StandardizeFD Component Specification

Overview

StandardizeFD component is a feature descriptor. In the learning phase, this component calculates mean and standard deviation. In the running phase, this component transforms data, using the mean and standard deviation.

Example:

  • SPD:

    dl1 -> std1
    
    ---
    
    components:
        dl1:
            component: DataLoader
    
        std1:
            component: StandardizeFDComponent
            features: scale == 'real' or scale == 'integer'
    
  • Input of the component:

_sid

temperature

pressure

cloudage

0

22.3

1001

NaN

1

21.8

1002

NaN

2

inf

NaN

NaN

3

23.4

1002

NaN

4

-inf

1002

NaN

  • Output of the component:

_sid

std1_temperature

std1_pressure

cloudage

0

-0.299253

-1.732051

0.0

1

-1.047385

0.577350

0.0

2

inf

NaN

0.0

3

1.346638

0.577350

0.0

4

-inf

0.577350

0.0

This component has no component-specific external formats.

See also

Component-common external format files in convert_process


Parameters

There are no component-specific parameters.
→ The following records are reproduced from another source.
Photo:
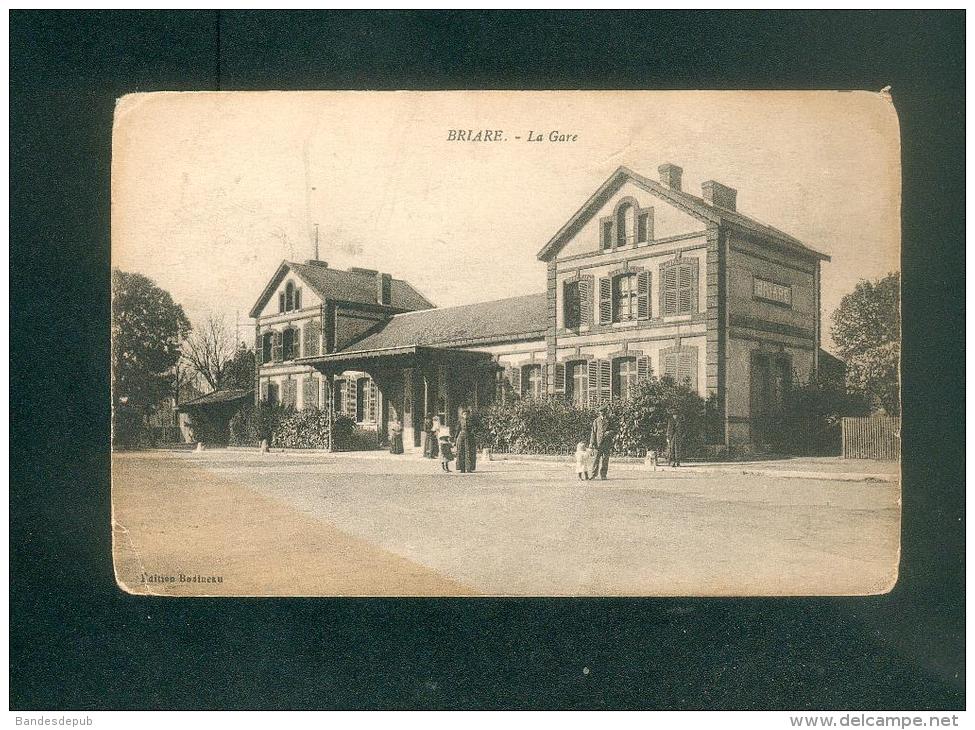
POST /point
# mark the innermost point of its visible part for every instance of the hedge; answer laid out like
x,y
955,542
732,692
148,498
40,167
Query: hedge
x,y
553,425
287,428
Utilizable Sample Metadata

There are no component-specific sample metadata available.


Output Attributes

StandardizeFD component generates the following attributes:

Attribute Name

Scale

Description

<component_id>_<original_attribute_name>

REAL

Standardized value of the original attribute.

These attributes are in the component output data. These can be loaded in SAMPO API or saved as data.csv after executing convert_process.

See also

Obtaining process results via ProcessResultLoader.


Attribute Metadata

The metadata of the output attributes is created with the following rules.

Context Rule

Attribute Name

Context Name

Description

<component_id>_<original_attribute_name>

mean

Mean of the original attribute values for learning.

<component_id>_<original_attribute_name>

std

Standard deviation of the original attribute values for learning.

Derivation Rule

Each new attribute is derived from the corresponding attribute selected by the features parameter of the component.

Example

{
    "nodes": [
        {"aid": "_sid", "name": "_sid", ... },
        {"aid": "dl1[0]", "name": "temperature", ... },
        {"aid": "dl1[1]", "name": "pressure", ... },
        {"aid": "std1[0]", "name": "std1_temperature",
         "scale": "real", "is_excluded": false, "cid": "std1",
         "cindex": 0, "values": null, "is_kept": false,
         "context": {"std": 6.6833125519211312e-01, "mean": 2.2500000000000000e+01}},
        {"aid": "std1[1]", "name": "std1_pressure",
         "scale": "real", "is_excluded": false, "cid": "std1",
         "cindex": 1, "values": null, "is_kept": false,
         "context": {"std": 4.3301270189221930e-01, "mean": 1.0017500000000000e+03}}
    ],
    "links": [
        {"source": "dl1[0]", "target": "std1[0]"},
        {"source": "dl1[1]", "target": "std1[1]"}
    ]
}

See also

Attribute metadata file format in Attribute Metadata File Specification


Model

The model of this component can be described by its fd_params.

fd_params

Type

Description

source_attr_names

list of string

A list of attribute names where the output attribute is derived from.

params

dict

The keys of this dictionary are the same as the context of this component’s Attribute Metadata.

When loaded in the SAMPO API, the model is represented as a dict of its fd_params.

See also

Obtaining process results via ProcessResultLoader.

{'fd_params':
    [{'source_attr_names': ['temperature'], 'params': {'std': 6.6833125519211312e-01, 'mean': 2.2500000000000000e+01}},
     {'source_attr_names': ['pressure'], 'params': {'std': 4.3301270189221930e-01, 'mean': 1.0017500000000000e+03}}]}

Details

  • In the learning phase, this component calculates the mean and standard deviation with the following rules:

    • The attribute scale must be INTEGER or REAL.

    • Missing values and +/- Inf values are skipped.

  • Standard deviation is not unbiased, but maximum likelihood of normal distribution as shown below:

    \(\sqrt{\mbox{mean}((x - \bar{x})^2)}\)

    where \(x\) is a learning data, and \(\bar{x}\) is the mean of x.

  • In the running phase, the component returns transformed data, using mean mean and standard deviation std as shown below:

    \((z -\) mean \()/\) std

    where \(z\) is data, and missing and +/- Inf values in \(z\) are invariant.

    Note

    If std = 0, standardized data is zero vector.